Liminar negada: angústias de uma advogada criminalista

há 9 anos

Liminar negada ang

Por Letícia de Souza Furtado

Segundo a mitologia grega, o tempo é Chronos[1] – sequencial e quantitativo –; ou Kairós – qualitativo[2]. Na esfera subjetiva, é a vida do indivíduo, obra das Moiras Cloto, Láquesis e Átropos, três irmãs fiandeiras que confeccionam o tapete da existência[3]. A primeira tece o fio no nascimento; a segunda o puxa, e é responsável pelo desenrolar do viver; e a terceira é a inflexível, corta linha.

Tenho pensado muito nisso. Quinta-feira passada, meu telefone tocou: estavam precisando de mim na delegacia. Para uma advogada iniciante, seria a glória, não fosse o drama em que o cliente se encontra. Cheguei ao DEIC e encontrei uma mulher fragilizada, a quem chamarei aqui de Raquel.
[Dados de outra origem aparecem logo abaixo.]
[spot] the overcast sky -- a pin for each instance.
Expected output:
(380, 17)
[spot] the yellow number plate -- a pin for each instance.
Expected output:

Ela me contou que, há quase dez anos atrás, seu marido, ao qual denominarei de Felipe, fora condenado criminalmente, sendo-lhe impostas penas restritivas de direitos – prestação de serviços à comunidade e pagamento de sanção pecuniária. Como ele não cumprira a sanção na íntegra, o juiz expediu mandado de prisão, e o rapaz foi preso em pleno ambiente de trabalho.

Entrei no “xadrez” da delegacia, e dei de cara com um guri cuja aparência não seria reprovada por Lombroso. Ele me pediu apenas para dizer a sua esposa que estava bem, e frisou: “bem mesmo”. Por óbvio, estava apenas tentando tranquilizar a menina à distância. A Policial me informou de que ele seria conduzido ao Instituto Penal de Charqueadas – IPCH –, “pois é o único lugar em que se tem vagas”, e então começou a correria.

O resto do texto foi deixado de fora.